Design: Randomized controlled trial.

Methods: Thirty-one postrehabilitation patients with COPD were randomized to receive a rollator (n = 18) or usual care (n = 13) for 8 weeks and to record the frequency of rollator use. Outcome measures at baseline, 4 weeks, and 8 weeks included the Chronic Respiratory Questionnaire (CRQ) and the 6-min walk (6MW).
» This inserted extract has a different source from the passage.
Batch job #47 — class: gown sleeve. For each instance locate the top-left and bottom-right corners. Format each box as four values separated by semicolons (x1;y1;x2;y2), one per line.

Results: During acute testing, subjects consistently walked further when assisted (baseline 6MW: 292 ± 67 m vs 263 ± 67 m; 8 weeks: 283 ± 65 m vs 259 ± 68 m [±SD]; p = 0.013). However, provision of a rollator at home was not associated with group differences in the CRQ (p > 0.08) or in the unassisted 6MW (p = 0.4) or the assisted 6MW (p = 0.5). Eight of 18 subjects assigned to the rollator group used the rollator less than three times per week. Regular users demonstrated a consistent improvement in mastery compared with infrequent users (4 weeks: 4.7 ± 0.6 vs 5.2 ± 0.8, respectively; 8 weeks: 5.3 ± 0.8 vs 4.7 ± 0.4; p = 0.014).

Conclusions: Despite evidence of effectiveness during acute testing, this study did not demonstrate a rollator effect on quality of life or exercise capacity when the rollator was provided at home, for a longer period. Actual use of a rollator may be an important determinant of its effect. Therefore, when prescribing a rollator, health-care professionals should attempt to identify those most likely to use it.